Key Takeaways
- AI chatbots are increasingly used as alternatives to traditional search engines.
- One AI founder suggests that the current user experience for AI search might be the best it will ever be, similar to search engines in their early, less commercialized days.
- As these tools grow, they are likely to become cluttered with ads and optimization, potentially degrading the user experience.
- Early signs of this commercialization, like ads in AI-generated search summaries, are already emerging.
Many people are turning to generative AI chatbots when they have a question, bypassing traditional search engines. For this specific use, one AI founder believes these tools might already be at their peak performance.
Lily Clifford, the CEO and founder of Rime Labs, an AI company that develops realistic voices for automated systems, often uses chatbots like ChatGPT and Gemini for her information needs. She shared her insights with Business Insider.
Clifford finds the current AI chatbot experience reminiscent of using Google in the late 1990s and early 2000s. She described this earlier period as the prime time for search engine user experience.
“My hot take here is these applications might be the best that they ever will be,” Clifford stated, noting that early search engines were simpler, with fewer ads and less content optimized purely for clicks.
While those developments like SEO became integral to the internet, Clifford argues they’ve made search results worse for users. It’s now common to see multiple sponsored links before the most relevant information.
AI chatbots, for the moment, haven’t undergone this same evolution. People are still exploring their capabilities for various tasks, from drafting emails to generating ad creatives.

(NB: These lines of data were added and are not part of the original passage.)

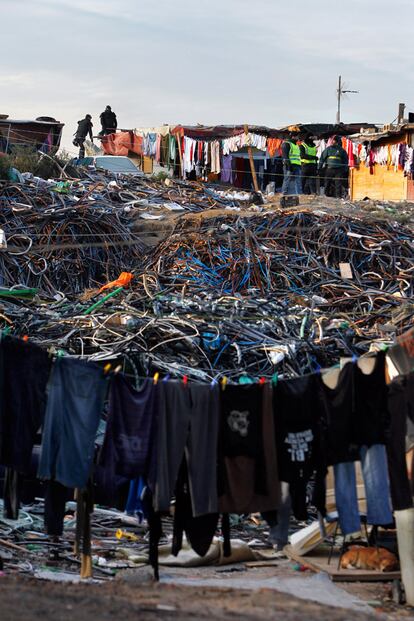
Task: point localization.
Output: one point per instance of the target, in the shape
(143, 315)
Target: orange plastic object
(123, 281)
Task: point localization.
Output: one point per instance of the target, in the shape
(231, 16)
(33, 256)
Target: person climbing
(84, 129)
(309, 163)
(108, 121)
(291, 167)
(334, 161)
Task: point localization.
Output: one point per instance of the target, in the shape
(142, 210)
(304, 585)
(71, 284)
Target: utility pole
(340, 92)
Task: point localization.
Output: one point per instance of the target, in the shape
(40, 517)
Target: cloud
(229, 61)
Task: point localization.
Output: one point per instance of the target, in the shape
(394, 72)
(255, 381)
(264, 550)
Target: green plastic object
(244, 379)
(99, 303)
(18, 293)
(63, 187)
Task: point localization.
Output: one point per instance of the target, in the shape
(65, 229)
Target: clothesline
(289, 430)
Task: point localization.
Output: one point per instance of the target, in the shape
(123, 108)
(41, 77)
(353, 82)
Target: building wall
(384, 184)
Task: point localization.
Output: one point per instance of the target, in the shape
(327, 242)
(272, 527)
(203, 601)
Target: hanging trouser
(187, 425)
(81, 143)
(279, 520)
(377, 490)
(11, 494)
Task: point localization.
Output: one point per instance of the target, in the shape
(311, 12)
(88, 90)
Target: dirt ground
(30, 599)
(135, 595)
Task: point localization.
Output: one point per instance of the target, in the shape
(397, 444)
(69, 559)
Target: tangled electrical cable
(277, 291)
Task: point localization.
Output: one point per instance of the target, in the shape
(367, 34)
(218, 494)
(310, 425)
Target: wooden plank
(384, 184)
(252, 168)
(318, 561)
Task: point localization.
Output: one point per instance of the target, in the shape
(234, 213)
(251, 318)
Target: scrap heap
(241, 290)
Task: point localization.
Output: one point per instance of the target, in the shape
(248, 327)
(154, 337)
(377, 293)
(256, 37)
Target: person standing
(291, 167)
(335, 162)
(108, 121)
(84, 129)
(309, 161)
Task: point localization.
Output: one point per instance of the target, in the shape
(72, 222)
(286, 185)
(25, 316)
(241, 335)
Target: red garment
(274, 146)
(349, 148)
(121, 143)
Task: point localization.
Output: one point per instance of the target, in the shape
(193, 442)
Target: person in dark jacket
(84, 129)
(309, 162)
(108, 121)
(334, 161)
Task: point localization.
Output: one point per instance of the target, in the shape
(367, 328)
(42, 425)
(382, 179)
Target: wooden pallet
(318, 561)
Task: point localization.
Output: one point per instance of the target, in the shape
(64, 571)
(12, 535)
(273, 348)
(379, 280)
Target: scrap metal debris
(287, 291)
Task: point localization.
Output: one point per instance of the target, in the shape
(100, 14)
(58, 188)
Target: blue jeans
(291, 180)
(377, 490)
(279, 520)
(75, 400)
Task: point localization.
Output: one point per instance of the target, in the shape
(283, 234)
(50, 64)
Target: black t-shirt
(241, 430)
(298, 411)
(371, 418)
(339, 408)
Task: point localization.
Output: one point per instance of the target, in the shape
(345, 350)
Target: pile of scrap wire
(66, 236)
(64, 246)
(289, 292)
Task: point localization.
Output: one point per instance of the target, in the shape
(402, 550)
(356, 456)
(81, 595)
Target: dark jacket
(84, 128)
(334, 157)
(108, 120)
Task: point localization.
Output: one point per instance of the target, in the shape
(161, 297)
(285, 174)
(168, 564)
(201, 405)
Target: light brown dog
(361, 557)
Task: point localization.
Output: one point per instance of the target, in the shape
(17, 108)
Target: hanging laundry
(215, 156)
(129, 437)
(247, 474)
(187, 425)
(24, 373)
(400, 400)
(297, 412)
(76, 393)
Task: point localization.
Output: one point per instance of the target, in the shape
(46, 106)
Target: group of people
(302, 171)
(109, 125)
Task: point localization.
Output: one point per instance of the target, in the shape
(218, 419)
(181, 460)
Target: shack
(43, 134)
(384, 165)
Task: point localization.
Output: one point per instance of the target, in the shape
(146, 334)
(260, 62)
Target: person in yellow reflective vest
(291, 167)
(309, 161)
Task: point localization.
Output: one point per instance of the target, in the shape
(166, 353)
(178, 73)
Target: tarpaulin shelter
(44, 134)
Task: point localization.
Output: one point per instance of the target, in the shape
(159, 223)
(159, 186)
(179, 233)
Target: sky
(266, 62)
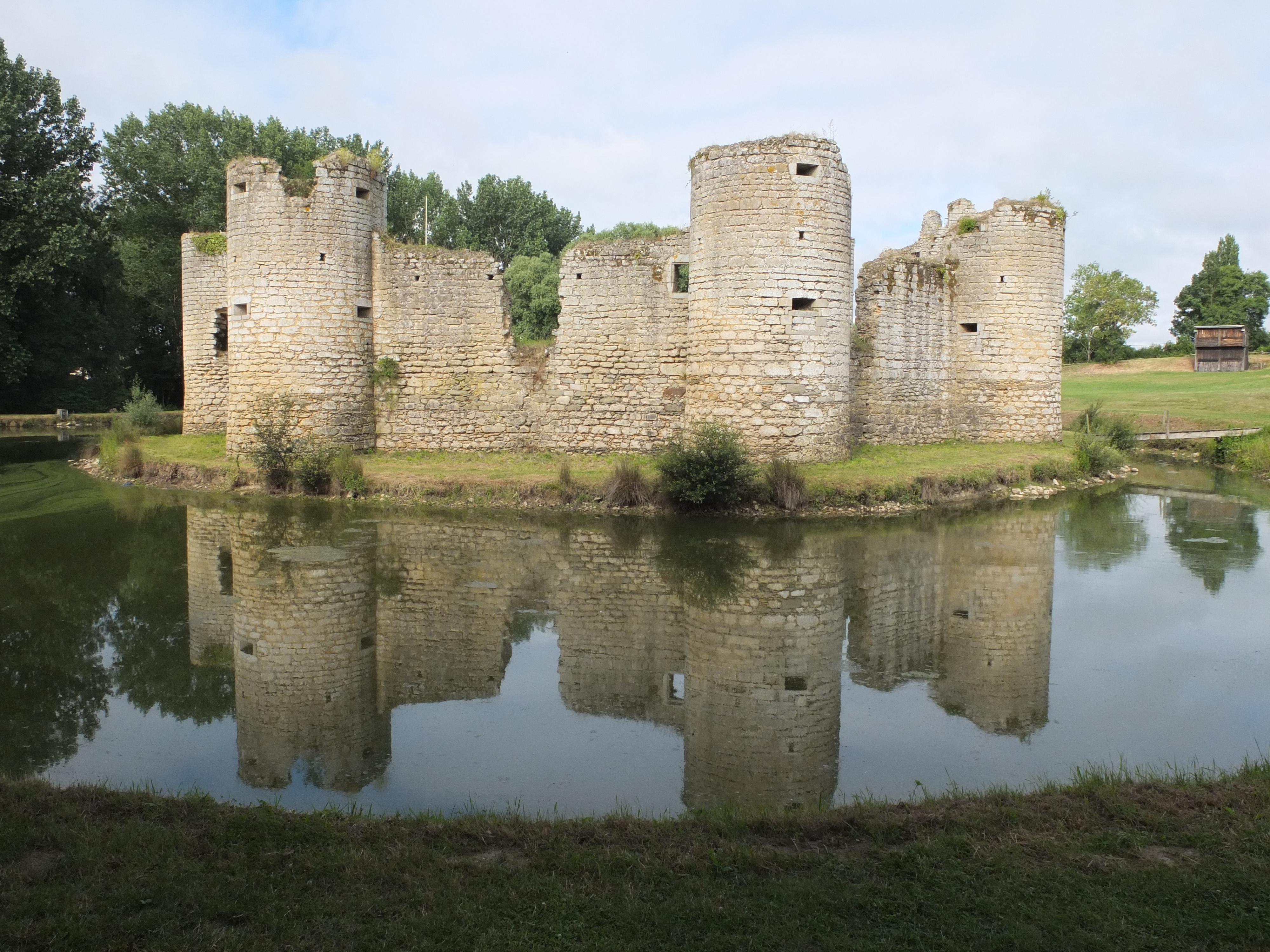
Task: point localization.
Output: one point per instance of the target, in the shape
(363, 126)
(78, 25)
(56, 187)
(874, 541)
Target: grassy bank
(36, 422)
(873, 475)
(1193, 400)
(1107, 863)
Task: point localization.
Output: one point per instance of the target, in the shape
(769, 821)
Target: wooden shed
(1222, 347)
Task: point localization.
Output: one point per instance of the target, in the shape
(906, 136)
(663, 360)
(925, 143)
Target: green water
(312, 652)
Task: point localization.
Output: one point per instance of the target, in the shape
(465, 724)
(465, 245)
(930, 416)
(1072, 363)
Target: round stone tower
(1008, 321)
(770, 295)
(300, 296)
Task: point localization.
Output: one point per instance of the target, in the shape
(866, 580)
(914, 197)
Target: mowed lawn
(1193, 400)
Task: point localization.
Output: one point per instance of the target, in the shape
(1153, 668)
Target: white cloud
(1146, 119)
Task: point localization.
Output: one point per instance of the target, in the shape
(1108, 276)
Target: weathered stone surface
(761, 341)
(959, 336)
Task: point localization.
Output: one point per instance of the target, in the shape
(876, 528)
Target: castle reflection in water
(736, 643)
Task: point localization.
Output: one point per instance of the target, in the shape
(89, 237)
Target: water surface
(314, 653)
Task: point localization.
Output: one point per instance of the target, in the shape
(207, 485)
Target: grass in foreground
(1107, 863)
(1193, 400)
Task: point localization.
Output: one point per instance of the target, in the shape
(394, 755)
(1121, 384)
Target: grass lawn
(873, 473)
(1193, 400)
(1103, 864)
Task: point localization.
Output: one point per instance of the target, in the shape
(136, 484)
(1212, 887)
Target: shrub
(627, 486)
(708, 470)
(387, 373)
(143, 411)
(312, 466)
(346, 470)
(785, 484)
(275, 421)
(1094, 455)
(1121, 433)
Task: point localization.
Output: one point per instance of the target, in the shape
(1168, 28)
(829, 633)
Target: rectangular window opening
(675, 687)
(222, 333)
(681, 279)
(225, 569)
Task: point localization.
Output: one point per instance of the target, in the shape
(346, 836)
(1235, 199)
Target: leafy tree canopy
(507, 219)
(629, 230)
(1224, 294)
(166, 176)
(1102, 312)
(534, 285)
(60, 326)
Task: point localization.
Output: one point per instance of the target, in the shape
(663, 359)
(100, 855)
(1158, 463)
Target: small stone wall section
(615, 379)
(444, 317)
(204, 282)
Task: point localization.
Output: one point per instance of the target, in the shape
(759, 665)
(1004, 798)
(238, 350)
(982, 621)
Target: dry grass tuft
(627, 486)
(787, 484)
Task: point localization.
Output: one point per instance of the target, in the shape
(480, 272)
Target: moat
(312, 653)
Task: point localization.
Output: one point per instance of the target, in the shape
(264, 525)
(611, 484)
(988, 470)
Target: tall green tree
(1102, 312)
(509, 219)
(1222, 293)
(60, 317)
(416, 204)
(534, 286)
(166, 176)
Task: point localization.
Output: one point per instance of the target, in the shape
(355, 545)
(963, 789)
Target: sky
(1149, 121)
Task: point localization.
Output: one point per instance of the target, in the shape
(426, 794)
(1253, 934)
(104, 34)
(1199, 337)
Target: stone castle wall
(615, 376)
(954, 337)
(204, 284)
(959, 336)
(300, 296)
(443, 315)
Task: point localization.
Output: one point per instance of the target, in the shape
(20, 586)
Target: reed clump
(627, 486)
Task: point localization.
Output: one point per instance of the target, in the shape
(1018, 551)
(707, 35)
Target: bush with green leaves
(707, 469)
(1094, 455)
(143, 411)
(346, 470)
(312, 466)
(274, 454)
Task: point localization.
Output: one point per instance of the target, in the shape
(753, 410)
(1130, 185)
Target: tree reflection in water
(1212, 536)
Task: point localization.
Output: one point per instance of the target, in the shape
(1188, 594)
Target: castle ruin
(954, 337)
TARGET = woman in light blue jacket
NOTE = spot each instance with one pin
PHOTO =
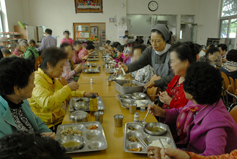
(16, 85)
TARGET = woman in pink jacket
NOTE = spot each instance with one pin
(205, 121)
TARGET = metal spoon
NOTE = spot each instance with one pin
(163, 147)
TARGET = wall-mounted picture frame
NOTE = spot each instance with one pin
(89, 6)
(94, 31)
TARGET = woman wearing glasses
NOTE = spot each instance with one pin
(157, 56)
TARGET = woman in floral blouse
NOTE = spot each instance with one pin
(144, 74)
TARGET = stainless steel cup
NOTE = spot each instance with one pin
(99, 116)
(118, 120)
(108, 82)
(132, 108)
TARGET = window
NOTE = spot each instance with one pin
(228, 20)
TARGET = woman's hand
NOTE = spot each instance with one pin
(150, 84)
(174, 154)
(88, 94)
(121, 65)
(156, 110)
(165, 98)
(73, 85)
(48, 134)
(153, 152)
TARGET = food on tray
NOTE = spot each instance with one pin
(136, 149)
(70, 131)
(131, 128)
(129, 84)
(80, 100)
(133, 139)
(71, 144)
(92, 127)
(157, 143)
(155, 129)
(125, 77)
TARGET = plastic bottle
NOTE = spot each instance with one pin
(93, 104)
(143, 107)
(91, 81)
(136, 117)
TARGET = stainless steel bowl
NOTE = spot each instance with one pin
(127, 101)
(138, 95)
(72, 138)
(148, 126)
(81, 105)
(79, 116)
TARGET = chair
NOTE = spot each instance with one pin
(153, 90)
(64, 82)
(233, 113)
(37, 62)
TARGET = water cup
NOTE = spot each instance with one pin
(132, 108)
(108, 82)
(118, 120)
(99, 116)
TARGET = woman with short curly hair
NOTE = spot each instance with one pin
(208, 126)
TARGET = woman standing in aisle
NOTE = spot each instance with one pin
(158, 56)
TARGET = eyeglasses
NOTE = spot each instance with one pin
(155, 41)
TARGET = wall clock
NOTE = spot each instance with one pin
(153, 6)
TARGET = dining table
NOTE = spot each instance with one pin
(114, 135)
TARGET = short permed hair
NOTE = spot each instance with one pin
(15, 71)
(23, 145)
(203, 82)
(89, 47)
(48, 31)
(52, 55)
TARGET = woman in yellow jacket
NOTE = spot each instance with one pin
(49, 94)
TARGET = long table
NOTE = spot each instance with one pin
(114, 135)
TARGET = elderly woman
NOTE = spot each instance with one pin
(158, 56)
(208, 126)
(49, 94)
(17, 83)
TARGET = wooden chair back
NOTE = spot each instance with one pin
(233, 113)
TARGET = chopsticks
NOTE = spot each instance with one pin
(163, 147)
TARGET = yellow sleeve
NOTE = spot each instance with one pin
(46, 100)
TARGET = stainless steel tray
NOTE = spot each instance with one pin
(140, 131)
(90, 64)
(91, 70)
(110, 71)
(93, 59)
(128, 90)
(94, 140)
(100, 102)
(147, 100)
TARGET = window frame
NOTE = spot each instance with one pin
(229, 18)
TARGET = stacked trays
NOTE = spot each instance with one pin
(139, 131)
(126, 99)
(91, 70)
(93, 59)
(90, 64)
(82, 103)
(93, 140)
(127, 90)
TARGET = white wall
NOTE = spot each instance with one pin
(14, 10)
(208, 20)
(59, 15)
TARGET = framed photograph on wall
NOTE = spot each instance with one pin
(94, 31)
(89, 6)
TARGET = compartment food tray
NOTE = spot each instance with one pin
(100, 102)
(148, 138)
(94, 140)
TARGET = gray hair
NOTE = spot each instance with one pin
(24, 43)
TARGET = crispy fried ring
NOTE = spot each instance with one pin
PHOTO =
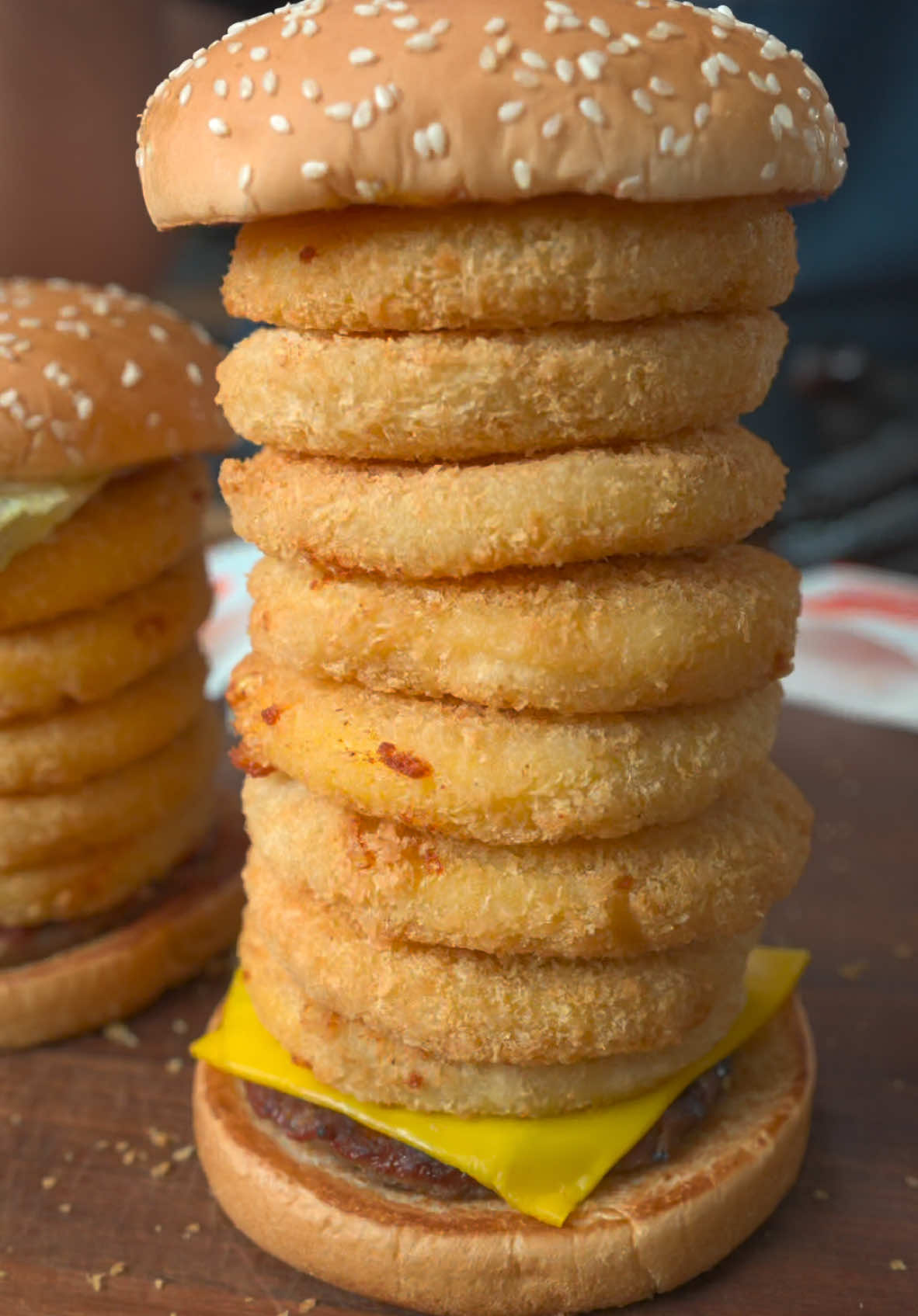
(43, 829)
(511, 266)
(92, 740)
(600, 638)
(128, 533)
(689, 491)
(90, 655)
(106, 877)
(377, 1068)
(511, 1009)
(456, 397)
(493, 776)
(715, 876)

For many, like Clifford, asking an AI a question and getting a concise answer is more appealing than sifting through numerous search results. However, it’s important to remember AI-generated answers can sometimes be incorrect or contradictory.
Clifford highlighted the difference during a recent trip to Milan. Using an AI chatbot to find a silk blouse, she was directed to a local seamstress selling custom items via Instagram. “It wasn’t like ‘Go to Forever 21,’ which is probably what would’ve happened if I typed it into Google,” she remarked, calling the experience “totally wild and fun.”
Despite this positive experience, Clifford predicts it’s only a matter of time before AI chatbots follow the path of search engines.
Indeed, companies heavily invested in AI search are already moving in this direction. For instance, Google announced plans last month to incorporate more ads into its AI Overviews at the top of search results. Marketing experts are also now offering services for “answer engine optimization” (AEO).
Clifford believes these trends could make using AI for search more complicated over time. “More and more people pile in and try to do things with it, and then that necessarily makes it complicated,” she explained.